Increasingly, Sundblad’s focus as a teacher, along with all the staff here, is to know what each kid is going through. To know these kids better. And for the kids to know and trust them.

One big way they do that with a class called Advisory. It’s an old idea, but Chinook is experimenting with the format.

Before Sundblad’s Advisory group starts, some kick around a soccer ball. Others eat lunch. When Sundblad was a kid, that class was 20 minutes of silent reading.

Now it’s 50 minutes, three times a week, and the whole point is to talk.

“Welcome gentleman,” Sundblad says to his kids.

Fourteen boys circle up on the couches and stools. They pass a keychain to take turns talking, sharing some recent regrets.

“My biggest regrets are all bad things I said to the teachers,” says a student.

“Failing some of my classes,” says another student.

“My biggest regret is also slacking off,” says one more.

They talk about their goals, and they give compliments.

“Shout out to Abraham because during 6th period he’s been helping students who are getting off track,” one student says.

Who knew 8th grade boys could be so nice to each other?

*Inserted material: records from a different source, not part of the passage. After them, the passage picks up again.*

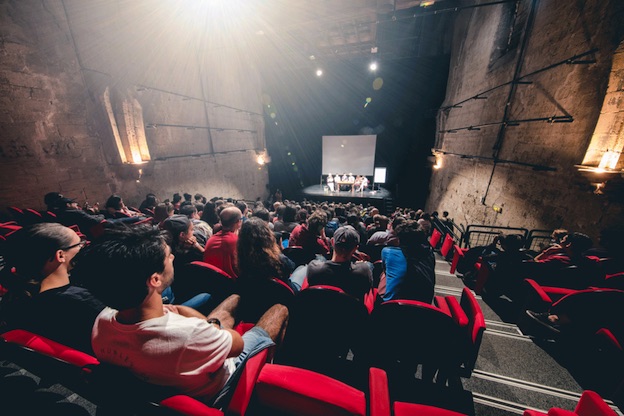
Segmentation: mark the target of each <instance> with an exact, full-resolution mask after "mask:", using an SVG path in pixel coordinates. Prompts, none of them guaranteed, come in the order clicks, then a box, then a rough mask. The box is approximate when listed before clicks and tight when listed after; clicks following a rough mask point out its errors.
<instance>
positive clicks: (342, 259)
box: [307, 225, 373, 301]
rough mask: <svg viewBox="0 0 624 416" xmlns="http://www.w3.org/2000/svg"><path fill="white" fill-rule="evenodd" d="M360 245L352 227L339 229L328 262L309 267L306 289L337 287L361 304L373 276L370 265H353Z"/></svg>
mask: <svg viewBox="0 0 624 416" xmlns="http://www.w3.org/2000/svg"><path fill="white" fill-rule="evenodd" d="M359 243H360V235H359V234H358V232H357V231H356V230H355V229H354V228H353V227H351V226H350V225H346V226H344V227H340V228H338V229H337V230H336V232H335V233H334V237H333V238H332V245H333V247H334V252H333V254H332V258H331V260H328V261H320V260H312V261H311V262H310V263H308V269H307V275H308V285H310V286H314V285H330V286H336V287H339V288H340V289H342V290H344V291H345V293H347V294H349V295H351V296H353V297H355V298H357V299H359V300H360V301H363V300H364V296H365V295H366V294H367V293H368V292H369V291H370V290H371V288H372V282H373V275H372V271H371V270H372V265H371V264H370V263H369V262H364V261H358V262H352V258H353V254H354V253H355V252H356V250H357V248H358V245H359Z"/></svg>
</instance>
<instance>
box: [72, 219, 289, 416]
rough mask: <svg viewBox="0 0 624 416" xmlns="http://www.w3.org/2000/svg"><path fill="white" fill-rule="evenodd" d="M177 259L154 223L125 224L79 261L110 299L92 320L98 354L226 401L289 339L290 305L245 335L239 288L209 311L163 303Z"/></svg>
mask: <svg viewBox="0 0 624 416" xmlns="http://www.w3.org/2000/svg"><path fill="white" fill-rule="evenodd" d="M173 258H174V256H173V255H172V254H171V251H170V248H169V246H168V245H167V243H166V242H165V238H164V236H163V235H162V234H160V231H158V230H156V229H154V228H148V227H136V228H132V229H127V230H120V231H117V232H115V233H114V234H113V233H111V234H110V235H108V236H107V238H104V239H102V240H101V241H100V242H97V243H95V244H92V245H90V246H89V248H88V250H87V252H86V255H85V256H84V257H83V258H81V262H80V268H81V270H82V272H83V273H84V274H85V276H89V279H88V281H87V285H88V286H89V288H90V289H91V291H92V292H93V293H94V294H95V295H96V296H97V297H98V298H100V299H102V300H103V301H104V303H105V304H107V305H109V306H110V307H107V308H105V309H104V310H103V311H102V312H101V313H100V315H99V316H98V317H97V319H96V321H95V324H94V326H93V332H92V345H93V349H94V351H95V355H96V357H97V358H98V359H99V360H100V361H102V362H106V363H110V364H113V365H117V366H121V367H125V368H128V369H129V370H130V371H131V372H132V373H134V374H135V375H137V376H138V377H140V378H141V379H143V380H145V381H147V382H149V383H153V384H157V385H161V386H168V387H172V388H175V389H176V390H179V391H180V392H182V393H184V394H188V395H190V396H193V397H195V398H197V399H199V400H201V401H203V402H204V403H207V404H209V405H211V406H214V407H217V408H222V407H225V406H227V404H228V401H229V398H230V395H231V393H232V391H233V389H234V387H235V386H236V383H237V381H238V378H239V377H240V373H241V372H242V369H243V368H244V365H245V363H246V361H247V359H249V358H250V357H252V356H253V355H255V354H257V353H258V352H260V351H262V350H263V349H265V348H268V347H270V346H273V345H275V343H276V342H278V340H281V339H282V337H283V335H284V331H285V327H286V322H287V317H288V310H287V309H286V307H285V306H283V305H274V306H273V307H271V308H270V309H269V310H268V311H267V312H266V313H265V314H264V315H263V316H262V317H261V318H260V320H259V321H258V323H257V325H256V326H255V327H253V328H252V329H251V330H249V331H247V332H246V333H245V334H244V335H243V336H242V337H241V336H240V335H239V334H238V332H236V331H234V330H233V329H232V328H233V327H234V325H235V317H236V309H237V306H238V301H239V297H238V295H232V296H230V297H229V298H227V299H226V300H225V301H224V302H222V303H221V304H220V305H219V306H218V307H217V308H216V309H215V310H213V311H212V312H211V313H210V315H209V316H208V317H206V316H204V315H202V314H200V313H199V312H197V311H195V310H193V309H191V308H185V307H183V306H174V305H163V303H162V292H163V291H164V290H165V289H166V288H167V287H169V286H170V285H171V283H172V281H173V273H174V269H173Z"/></svg>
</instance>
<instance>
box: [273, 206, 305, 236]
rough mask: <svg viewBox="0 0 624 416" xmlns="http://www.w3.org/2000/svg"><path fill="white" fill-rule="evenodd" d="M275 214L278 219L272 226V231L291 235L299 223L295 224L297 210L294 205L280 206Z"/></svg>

And these are supposed to be the tough kids. Sundblad got this group because they’ve had troubles with academics or behavior.

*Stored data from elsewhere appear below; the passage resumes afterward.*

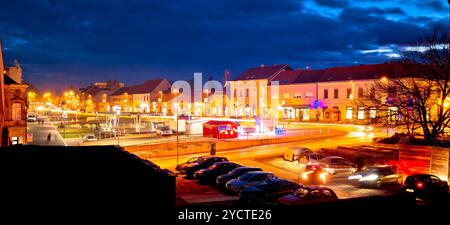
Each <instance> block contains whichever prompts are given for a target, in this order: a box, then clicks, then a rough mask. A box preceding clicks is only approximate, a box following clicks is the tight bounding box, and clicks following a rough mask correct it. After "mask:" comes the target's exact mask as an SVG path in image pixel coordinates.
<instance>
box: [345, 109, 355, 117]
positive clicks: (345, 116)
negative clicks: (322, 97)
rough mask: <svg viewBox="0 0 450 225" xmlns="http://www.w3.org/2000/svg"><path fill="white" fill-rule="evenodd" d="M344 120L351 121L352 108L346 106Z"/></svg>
mask: <svg viewBox="0 0 450 225" xmlns="http://www.w3.org/2000/svg"><path fill="white" fill-rule="evenodd" d="M345 118H346V119H352V118H353V108H352V107H351V106H347V110H346V112H345Z"/></svg>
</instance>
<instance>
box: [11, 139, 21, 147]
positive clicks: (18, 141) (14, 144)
mask: <svg viewBox="0 0 450 225" xmlns="http://www.w3.org/2000/svg"><path fill="white" fill-rule="evenodd" d="M11 143H12V145H17V144H19V137H12V138H11Z"/></svg>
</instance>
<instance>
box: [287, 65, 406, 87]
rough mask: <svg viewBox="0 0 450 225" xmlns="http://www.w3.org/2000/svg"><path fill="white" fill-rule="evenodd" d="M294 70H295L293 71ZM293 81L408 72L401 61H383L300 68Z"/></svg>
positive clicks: (376, 77) (389, 76) (357, 78)
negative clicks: (397, 61)
mask: <svg viewBox="0 0 450 225" xmlns="http://www.w3.org/2000/svg"><path fill="white" fill-rule="evenodd" d="M292 72H293V71H292ZM297 73H298V75H297V78H296V79H295V80H294V81H293V83H314V82H330V81H346V80H370V79H380V78H381V77H387V78H399V77H407V76H408V73H407V72H406V71H405V70H404V69H403V66H402V65H401V63H396V62H392V63H382V64H371V65H358V66H344V67H332V68H328V69H322V70H300V71H297Z"/></svg>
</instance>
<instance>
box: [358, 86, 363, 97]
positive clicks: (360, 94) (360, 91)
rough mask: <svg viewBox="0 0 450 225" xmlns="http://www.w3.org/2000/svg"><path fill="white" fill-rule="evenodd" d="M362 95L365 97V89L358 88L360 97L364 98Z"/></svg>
mask: <svg viewBox="0 0 450 225" xmlns="http://www.w3.org/2000/svg"><path fill="white" fill-rule="evenodd" d="M362 97H364V89H363V88H358V98H362Z"/></svg>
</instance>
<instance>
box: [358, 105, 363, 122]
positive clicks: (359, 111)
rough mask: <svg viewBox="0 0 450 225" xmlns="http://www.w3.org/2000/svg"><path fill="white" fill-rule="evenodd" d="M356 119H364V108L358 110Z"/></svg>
mask: <svg viewBox="0 0 450 225" xmlns="http://www.w3.org/2000/svg"><path fill="white" fill-rule="evenodd" d="M358 119H359V120H363V119H364V107H359V108H358Z"/></svg>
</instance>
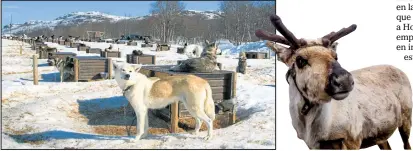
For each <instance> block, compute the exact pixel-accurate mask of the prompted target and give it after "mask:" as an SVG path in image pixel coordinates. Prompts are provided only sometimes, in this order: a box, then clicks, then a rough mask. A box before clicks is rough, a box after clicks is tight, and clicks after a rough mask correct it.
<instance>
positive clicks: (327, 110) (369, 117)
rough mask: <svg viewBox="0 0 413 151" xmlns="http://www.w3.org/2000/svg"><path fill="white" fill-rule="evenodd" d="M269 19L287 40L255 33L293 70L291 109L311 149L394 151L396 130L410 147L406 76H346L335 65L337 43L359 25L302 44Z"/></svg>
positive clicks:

But in Sundblad’s office, they’ve formed a cocoon of friendship.

Sundblad closes the Advisory period with a quote: “Remember, you stand where no one else stands. It might be in the work place, on the athletic field or across the dinner table. You may never know the impact of someone who is looking up to you...”

Kyla Lackie, an administrator in the Highline School District, thinks a lot about how the advisor role should work. Every school in the district has its own Advisory program, but Lackie’s job is to develop common strategies.

She says they aim for small groups of 15 to 20 students. And students often stay with the same advisors for two years, so bonds can really form.

It’s also the designated time to talk about college.

“That’s where we really try to think about this as an equity issue,” Lackie says. “We need to make sure all students get this core content around their future planning. We can’t assume they’re getting that somewhere else.”

Back at Chinook Middle School, a lot of eyes are on the advisory program, which was revamped this year. Classes are longer than anywhere else. And they’re trying out special groupings, like new refugees – or the Latino boys in Sundblad’s group.

For his part, Sundblad sees good results.

Like with Abraham Mora, who was getting in fights.

“I used to be bad places, but because of him I switched,” Mora says. “My grades got higher. I’ve been hanging out with right people. He really switched me up.”

Another student, Zeke Pestana Cruz, calls Sundblad his “school dad.” But his teacher isn’t the only one who keeps him on track. It’s the whole group.

“I know that I can’t let a group a guys, like my brothers, I can’t let them down,” Pestana says.

The Highline District is taking a deeper measure of these school connections, thanks to a major federal grant. Early results show there’s a ways to go.